Mind you we don't have to run after our dinner and this poses a conundrum.  Perhaps we should open a new type of restaurant that makes us pursue the food in order to eat it.  Wouldn't that be fun?  I do find, however, that eating straight after exercise gives me indigestion.  That's probably why hunting animals have a good sleep after eating.  They need all their energy to digest.  For example it can take a month for a python to digest a goat so it just lies where it is and looks deformed.  Mind you I'd kill for its digestive juices as I have trouble eating anything at all.  I eat half a sandwich for my lunch but not all at once.  I graze on it at intervals over three hours.
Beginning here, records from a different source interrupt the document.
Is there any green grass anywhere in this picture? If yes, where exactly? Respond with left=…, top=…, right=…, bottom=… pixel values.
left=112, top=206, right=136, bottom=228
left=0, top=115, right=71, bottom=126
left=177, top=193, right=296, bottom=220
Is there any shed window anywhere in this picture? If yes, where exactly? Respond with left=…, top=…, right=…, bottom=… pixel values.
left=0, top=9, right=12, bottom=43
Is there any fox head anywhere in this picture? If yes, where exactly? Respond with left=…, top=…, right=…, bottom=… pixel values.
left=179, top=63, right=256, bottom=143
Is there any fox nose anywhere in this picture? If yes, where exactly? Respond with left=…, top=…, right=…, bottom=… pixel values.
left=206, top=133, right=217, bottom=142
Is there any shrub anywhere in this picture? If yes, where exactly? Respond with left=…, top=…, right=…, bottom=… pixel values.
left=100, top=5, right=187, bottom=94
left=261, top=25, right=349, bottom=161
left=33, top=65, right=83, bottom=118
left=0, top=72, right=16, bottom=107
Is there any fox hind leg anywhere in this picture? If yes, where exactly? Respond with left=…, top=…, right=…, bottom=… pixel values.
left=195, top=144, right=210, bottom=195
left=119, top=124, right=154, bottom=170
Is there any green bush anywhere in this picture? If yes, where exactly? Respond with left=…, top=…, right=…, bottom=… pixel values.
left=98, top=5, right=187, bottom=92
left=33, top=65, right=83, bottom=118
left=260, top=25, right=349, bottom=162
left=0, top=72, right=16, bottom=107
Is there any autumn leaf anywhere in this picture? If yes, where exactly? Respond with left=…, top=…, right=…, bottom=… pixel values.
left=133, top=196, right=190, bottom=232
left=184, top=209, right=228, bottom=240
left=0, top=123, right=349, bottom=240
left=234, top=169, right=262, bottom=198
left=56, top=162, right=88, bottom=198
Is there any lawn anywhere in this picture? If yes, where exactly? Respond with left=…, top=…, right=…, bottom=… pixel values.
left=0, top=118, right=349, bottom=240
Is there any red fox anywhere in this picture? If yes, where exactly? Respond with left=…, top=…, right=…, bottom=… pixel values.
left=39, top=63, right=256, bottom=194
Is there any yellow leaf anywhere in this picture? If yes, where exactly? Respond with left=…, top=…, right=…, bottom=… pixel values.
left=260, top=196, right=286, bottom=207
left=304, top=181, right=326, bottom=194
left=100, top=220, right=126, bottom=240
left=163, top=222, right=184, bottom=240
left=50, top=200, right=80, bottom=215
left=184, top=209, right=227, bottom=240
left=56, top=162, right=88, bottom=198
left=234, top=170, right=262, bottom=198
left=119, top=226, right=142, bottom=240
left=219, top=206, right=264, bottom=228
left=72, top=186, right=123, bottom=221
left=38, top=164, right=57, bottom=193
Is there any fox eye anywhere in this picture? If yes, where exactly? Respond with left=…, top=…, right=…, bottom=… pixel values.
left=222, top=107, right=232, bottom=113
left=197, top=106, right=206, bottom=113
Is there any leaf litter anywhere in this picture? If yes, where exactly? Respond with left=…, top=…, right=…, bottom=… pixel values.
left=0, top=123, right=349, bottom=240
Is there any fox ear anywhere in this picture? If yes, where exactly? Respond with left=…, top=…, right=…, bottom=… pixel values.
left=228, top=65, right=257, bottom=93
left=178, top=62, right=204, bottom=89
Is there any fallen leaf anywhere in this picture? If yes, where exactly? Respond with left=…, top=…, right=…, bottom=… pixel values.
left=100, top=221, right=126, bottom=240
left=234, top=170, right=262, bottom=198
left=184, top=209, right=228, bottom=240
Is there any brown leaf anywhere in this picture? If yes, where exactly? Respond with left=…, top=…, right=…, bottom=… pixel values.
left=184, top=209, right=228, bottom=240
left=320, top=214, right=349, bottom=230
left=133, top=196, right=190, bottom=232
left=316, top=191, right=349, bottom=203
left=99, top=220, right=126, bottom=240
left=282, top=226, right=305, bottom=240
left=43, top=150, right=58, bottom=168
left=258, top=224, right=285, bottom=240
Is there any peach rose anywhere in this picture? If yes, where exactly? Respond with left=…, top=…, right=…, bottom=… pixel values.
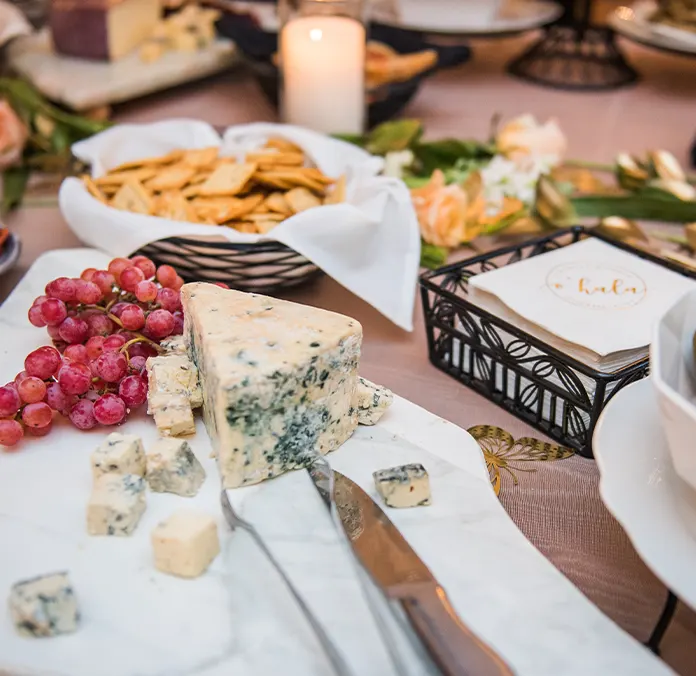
left=495, top=115, right=568, bottom=164
left=0, top=101, right=28, bottom=170
left=411, top=169, right=481, bottom=248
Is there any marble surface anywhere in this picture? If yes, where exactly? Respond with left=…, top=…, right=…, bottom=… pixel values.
left=0, top=249, right=669, bottom=676
left=7, top=30, right=238, bottom=110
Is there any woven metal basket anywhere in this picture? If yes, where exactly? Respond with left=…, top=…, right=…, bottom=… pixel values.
left=134, top=237, right=322, bottom=293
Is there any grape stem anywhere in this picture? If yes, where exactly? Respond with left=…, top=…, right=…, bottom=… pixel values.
left=88, top=300, right=164, bottom=353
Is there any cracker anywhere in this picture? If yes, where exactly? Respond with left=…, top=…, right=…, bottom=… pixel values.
left=255, top=221, right=279, bottom=235
left=82, top=175, right=109, bottom=204
left=154, top=190, right=197, bottom=221
left=228, top=222, right=257, bottom=235
left=285, top=188, right=321, bottom=214
left=198, top=162, right=257, bottom=195
left=264, top=192, right=292, bottom=216
left=94, top=167, right=157, bottom=187
left=181, top=146, right=220, bottom=169
left=324, top=174, right=346, bottom=204
left=109, top=150, right=184, bottom=173
left=145, top=164, right=196, bottom=192
left=111, top=180, right=155, bottom=214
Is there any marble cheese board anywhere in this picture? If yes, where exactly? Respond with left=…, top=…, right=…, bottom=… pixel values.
left=0, top=249, right=671, bottom=676
left=7, top=30, right=239, bottom=111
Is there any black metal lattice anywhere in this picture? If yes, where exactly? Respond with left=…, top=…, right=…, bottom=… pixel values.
left=421, top=227, right=696, bottom=457
left=135, top=237, right=322, bottom=293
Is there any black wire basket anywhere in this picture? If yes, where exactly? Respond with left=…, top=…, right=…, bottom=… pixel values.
left=133, top=237, right=322, bottom=293
left=420, top=227, right=696, bottom=458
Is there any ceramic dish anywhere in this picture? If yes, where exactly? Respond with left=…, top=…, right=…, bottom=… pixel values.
left=593, top=379, right=696, bottom=608
left=0, top=233, right=22, bottom=275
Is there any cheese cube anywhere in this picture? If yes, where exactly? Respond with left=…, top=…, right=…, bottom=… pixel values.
left=372, top=463, right=431, bottom=507
left=92, top=432, right=145, bottom=479
left=87, top=474, right=145, bottom=535
left=152, top=511, right=220, bottom=577
left=51, top=0, right=161, bottom=60
left=354, top=378, right=394, bottom=425
left=9, top=573, right=80, bottom=637
left=147, top=438, right=205, bottom=497
left=181, top=283, right=362, bottom=488
left=146, top=348, right=203, bottom=437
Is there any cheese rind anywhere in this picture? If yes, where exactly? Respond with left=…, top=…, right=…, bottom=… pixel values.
left=152, top=511, right=220, bottom=577
left=147, top=438, right=205, bottom=497
left=354, top=378, right=394, bottom=425
left=91, top=432, right=145, bottom=479
left=181, top=283, right=362, bottom=488
left=9, top=573, right=80, bottom=637
left=372, top=463, right=431, bottom=507
left=87, top=474, right=145, bottom=535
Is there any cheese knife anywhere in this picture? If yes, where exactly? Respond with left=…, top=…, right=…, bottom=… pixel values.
left=308, top=456, right=513, bottom=676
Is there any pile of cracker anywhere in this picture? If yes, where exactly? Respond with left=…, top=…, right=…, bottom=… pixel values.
left=82, top=138, right=346, bottom=234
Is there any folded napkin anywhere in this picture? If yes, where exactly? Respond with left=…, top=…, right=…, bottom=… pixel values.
left=60, top=120, right=420, bottom=331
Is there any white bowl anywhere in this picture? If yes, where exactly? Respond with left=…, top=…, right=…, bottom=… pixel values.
left=650, top=289, right=696, bottom=490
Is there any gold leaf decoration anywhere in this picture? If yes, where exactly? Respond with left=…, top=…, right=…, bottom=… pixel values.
left=468, top=425, right=575, bottom=495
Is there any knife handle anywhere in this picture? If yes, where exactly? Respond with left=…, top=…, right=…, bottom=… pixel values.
left=396, top=584, right=513, bottom=676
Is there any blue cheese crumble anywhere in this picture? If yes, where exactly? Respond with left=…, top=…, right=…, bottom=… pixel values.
left=9, top=572, right=80, bottom=637
left=372, top=463, right=431, bottom=507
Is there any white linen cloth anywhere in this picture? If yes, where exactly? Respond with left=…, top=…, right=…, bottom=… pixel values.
left=60, top=120, right=420, bottom=331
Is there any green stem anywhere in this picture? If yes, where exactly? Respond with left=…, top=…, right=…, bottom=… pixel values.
left=570, top=195, right=696, bottom=223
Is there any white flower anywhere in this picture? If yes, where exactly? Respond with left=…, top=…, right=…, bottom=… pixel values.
left=496, top=115, right=568, bottom=164
left=382, top=150, right=414, bottom=178
left=481, top=155, right=550, bottom=216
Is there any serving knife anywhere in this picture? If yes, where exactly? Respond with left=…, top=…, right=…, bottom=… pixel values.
left=308, top=456, right=513, bottom=676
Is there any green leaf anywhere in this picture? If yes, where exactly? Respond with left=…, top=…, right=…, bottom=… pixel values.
left=365, top=120, right=423, bottom=155
left=570, top=195, right=696, bottom=223
left=1, top=167, right=30, bottom=214
left=0, top=78, right=111, bottom=138
left=412, top=139, right=495, bottom=175
left=421, top=241, right=449, bottom=270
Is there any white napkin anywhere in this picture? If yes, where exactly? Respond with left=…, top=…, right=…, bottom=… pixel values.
left=60, top=120, right=420, bottom=331
left=0, top=0, right=32, bottom=47
left=470, top=238, right=696, bottom=358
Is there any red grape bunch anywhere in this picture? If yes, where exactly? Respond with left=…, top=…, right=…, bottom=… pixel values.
left=0, top=256, right=224, bottom=447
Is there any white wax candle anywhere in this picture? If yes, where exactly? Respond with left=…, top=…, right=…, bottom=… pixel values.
left=281, top=16, right=365, bottom=134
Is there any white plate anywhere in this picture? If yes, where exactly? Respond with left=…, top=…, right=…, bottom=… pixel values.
left=0, top=233, right=22, bottom=275
left=608, top=7, right=696, bottom=54
left=631, top=0, right=696, bottom=46
left=593, top=378, right=696, bottom=608
left=380, top=0, right=563, bottom=35
left=0, top=249, right=671, bottom=676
Humans have become lazy eaters.  As such we must exercise off the results of our consumption.  We buy our food mostly from supermarkets and although these are fraught with danger in the form of small children driving trolleys or running around the aisles, adults who block aisles as they decide on their purchase or elderly men who insist on walking slowly up the centres of aisles and veering this way and that as you try to pass them, this cannot be compared to a jungle.  Well, it comes close, but no killing is allowed no matter how much the temptation.

Bicycling is a lot easier on the knees but the danger of sharing the road with cars brings it into the realm of adventure sport.  Why bungee jump or parachute from a plane if you can just get on your bike and play war games with the traffic?  Some cyclists seem to be at war the moment they take to the treddles.  They weave, they tease and compete and, on top of it all, wear lycra beneath which, if you see them in the right light, there is no underwear. You can then have the pleasure of watching two little buttocks rubbing against one another through the mesh as the rider earnestly pushes the envelope to get up a hill.

And one last word about lycra.  It is the greatest benefit to exercise ever invented.  I found, when I bothered to go to exercise groups in the past, that putting on a lycra garment was so enervating that I really didn't need to exercise afterwards.  If I managed to do so, as I stretched one way, the lycra would fight against me like a good exercise partner.  It's an exterior muscle and clothing item all in one.  Perhaps that's why cyclists wear it; maybe it is doing half of the pushing.